As the state’s budget year nears an end, tax collections are nearly $289.9 million in the hole following another month of revenues falling below expectations.
Revenues collected by the state for the last 11 months have largely come in below budget, leaving state government with a weak financial tax base struggling largely from an unexpected drop in business taxes.
“June collections recorded stronger than anticipated sales tax growth, but continued to reflect weaker than anticipated collections from the corporate sector,” state Finance and Administration Commissioner Larry Martin (pictured) said in a statement Friday. “We continue to believe the recent up-tick in retail activity is an indication of renewed consumer confidence, and an economy slowly on the mend.”
Sales taxes posted a $13.5 million gain in June, a figure that is 2.2 percent more than the state budgeted. Sales taxes make up the bulk of the state’s revenue used to support state departments and services. While sales tax collections are up nearly 3.6 percent year-to-date, sales taxes hover $15.5 million below expectations for the budget year.

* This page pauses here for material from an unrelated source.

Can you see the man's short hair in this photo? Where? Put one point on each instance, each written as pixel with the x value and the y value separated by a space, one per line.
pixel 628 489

But the big drop throughout the year has come from the state’s franchise and excise tax collections, which combined fell $54 million short of expectations last month, 14 percent below budget. Year-to-date, the state collections are $278 million less than expected.

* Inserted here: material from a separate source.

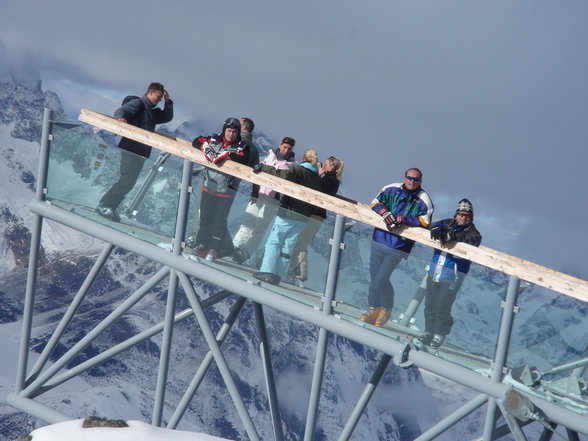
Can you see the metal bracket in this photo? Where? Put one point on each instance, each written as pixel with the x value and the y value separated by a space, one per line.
pixel 401 357
pixel 341 244
pixel 515 308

Tax collections on tobacco, motor vehicle title and registration, business, inheritance and estate, privilege, gross receipts, severance taxes and alcoholic beverages all fell short of expectations in June, according to the state.
Taxes on income, gasoline, mixed drinks, motor vehicle fuel and coin-operated amusement were up in the last month, with marginal increases in tax collections on purchases of beer and petroleum.
In total, the state collected $5.3 million more last June than it did last month.
Year to date, the state has collected .1 percent more than it did last year, but leaving state coffers collectively below budgeted estimates by $289.9 million, or 2.6 percent.